The 2015 number of 47 million pieces was a huge deal when it occurred. The Mint had spent years ramping up production capacity. Then it was basically able to sell every coin it made.
Demand for the bullion silver Eagle coin in 2009 was at such a surprising level that the Mint had to skip making the proof version for collectors. Some hobbyists are still steamed about the gap in their sets created by this.
That output level at 30,459,000 was just two-thirds of what was sold in 2015.
Nowadays the Mint is all dressed up with its fine new silver Eagle capacity but has much less reason to use it.
Market demand since the 2015 high has been declining. When I prepared the Mint Statistics pages this week, it showed that only 50,000 silver American Eagle bullion coins had been sold in the first third of the month of May. 50,000?
For the entire year thus far, only 6,057,500 silver Eagle bullion coins have been sold to the Mint’s distributors.
Perhaps now the Mint will be receptive to collector requests for an identifying mintmark on silver Eagles. Most are made in West Point, yet the bullion coin has no mintmark on it.
Some have been made in San Francisco, yet none had the “S” mintmark on it. In other years, Philadelphia has made some, yet you cannot find a “P” mintmark on a bullion coin.
Now is the time to add these mintmarks. It will give collectors something new to collect. They won’t have to chase delivery papers and affidavits, or grading labels, to tell them that a coin without a mintmark is in fact made at this mint or that.

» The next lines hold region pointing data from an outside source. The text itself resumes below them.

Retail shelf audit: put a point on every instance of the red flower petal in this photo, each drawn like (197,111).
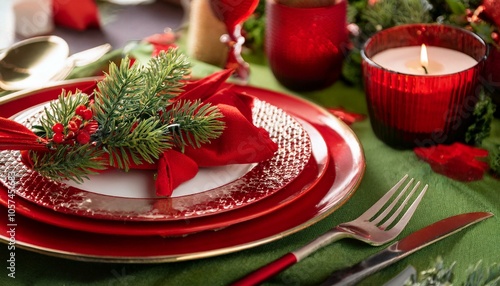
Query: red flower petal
(457,161)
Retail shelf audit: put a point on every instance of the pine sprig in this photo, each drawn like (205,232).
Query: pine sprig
(60,111)
(442,275)
(116,100)
(145,142)
(131,119)
(69,162)
(193,123)
(164,76)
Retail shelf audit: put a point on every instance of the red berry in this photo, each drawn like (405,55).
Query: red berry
(79,109)
(77,120)
(83,137)
(73,126)
(58,138)
(91,126)
(494,36)
(87,114)
(70,135)
(58,128)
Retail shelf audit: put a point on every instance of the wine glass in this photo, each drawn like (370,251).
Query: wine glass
(232,13)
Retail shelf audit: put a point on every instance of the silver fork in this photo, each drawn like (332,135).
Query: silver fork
(376,226)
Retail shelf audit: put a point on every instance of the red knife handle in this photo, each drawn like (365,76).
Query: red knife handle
(262,274)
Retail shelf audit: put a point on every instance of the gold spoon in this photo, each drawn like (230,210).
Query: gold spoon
(32,62)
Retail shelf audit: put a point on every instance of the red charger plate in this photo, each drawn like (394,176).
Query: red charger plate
(346,169)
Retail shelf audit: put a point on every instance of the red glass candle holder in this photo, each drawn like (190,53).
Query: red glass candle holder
(409,110)
(305,47)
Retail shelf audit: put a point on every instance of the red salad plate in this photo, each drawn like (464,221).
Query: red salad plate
(342,176)
(130,196)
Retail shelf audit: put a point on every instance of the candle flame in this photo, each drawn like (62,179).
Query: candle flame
(424,61)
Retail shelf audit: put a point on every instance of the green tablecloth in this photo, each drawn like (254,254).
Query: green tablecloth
(385,166)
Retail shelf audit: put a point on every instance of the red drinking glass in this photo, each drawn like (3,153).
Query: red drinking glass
(408,110)
(305,47)
(232,13)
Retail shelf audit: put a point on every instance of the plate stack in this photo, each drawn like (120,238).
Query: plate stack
(116,217)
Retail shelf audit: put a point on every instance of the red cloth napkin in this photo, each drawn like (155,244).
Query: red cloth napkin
(241,141)
(76,14)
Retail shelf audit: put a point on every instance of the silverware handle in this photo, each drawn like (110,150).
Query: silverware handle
(268,271)
(262,274)
(355,273)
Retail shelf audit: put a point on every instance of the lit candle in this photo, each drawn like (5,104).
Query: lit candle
(432,61)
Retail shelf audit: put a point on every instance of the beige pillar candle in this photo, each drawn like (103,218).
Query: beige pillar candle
(204,32)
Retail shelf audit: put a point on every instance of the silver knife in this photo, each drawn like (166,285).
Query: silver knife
(406,246)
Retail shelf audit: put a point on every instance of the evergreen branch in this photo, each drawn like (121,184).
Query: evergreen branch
(165,73)
(194,123)
(60,111)
(68,162)
(144,143)
(483,116)
(118,96)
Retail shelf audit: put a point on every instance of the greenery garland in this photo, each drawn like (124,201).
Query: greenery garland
(442,275)
(366,17)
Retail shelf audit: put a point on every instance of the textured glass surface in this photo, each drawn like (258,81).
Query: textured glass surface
(418,110)
(306,46)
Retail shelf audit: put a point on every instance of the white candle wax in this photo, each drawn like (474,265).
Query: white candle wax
(407,60)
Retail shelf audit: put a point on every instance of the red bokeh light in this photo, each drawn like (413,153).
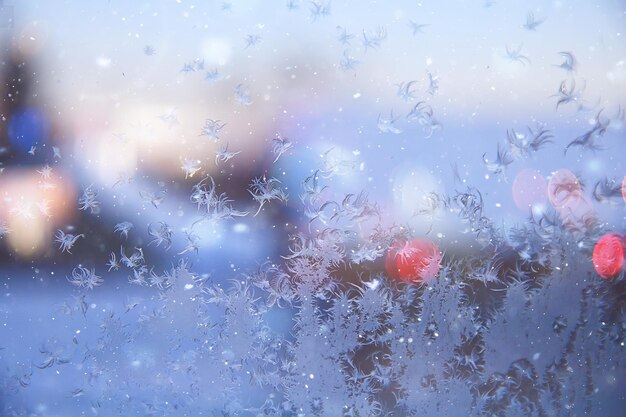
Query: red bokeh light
(417,260)
(608,255)
(564,188)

Consider adding mintmarks as a truth-in-labeling step.
Nowadays, putting a mintmark on the coin is an excuse to jack up the price and demand collectors pay it, whether as proofs or burnished uncirculated.
In not too many weeks, the Mint will give us another “S” version of the proof silver American Eagle. The “W” proof came out at the beginning of the year.
Give collectors these mintmarks on coins they can buy at bullion value, no extra premium added. It will be the 21st century version of circulation finds.
A mintmark was never supposed to be something you paid extra for.
Doing this now, while the Mint has extra striking capacity available, won’t cause a production problem. It could very easily lead to sales of more silver American Eagle bullion coins than otherwise would be the case. I bet the Mint’s Authorized Distributors would favor this.
Collectors are less fickle than bullion investors. They want to be loyal to the Mint, but they do not want to be noticed only when the Mint needs to squeeze them for more cash.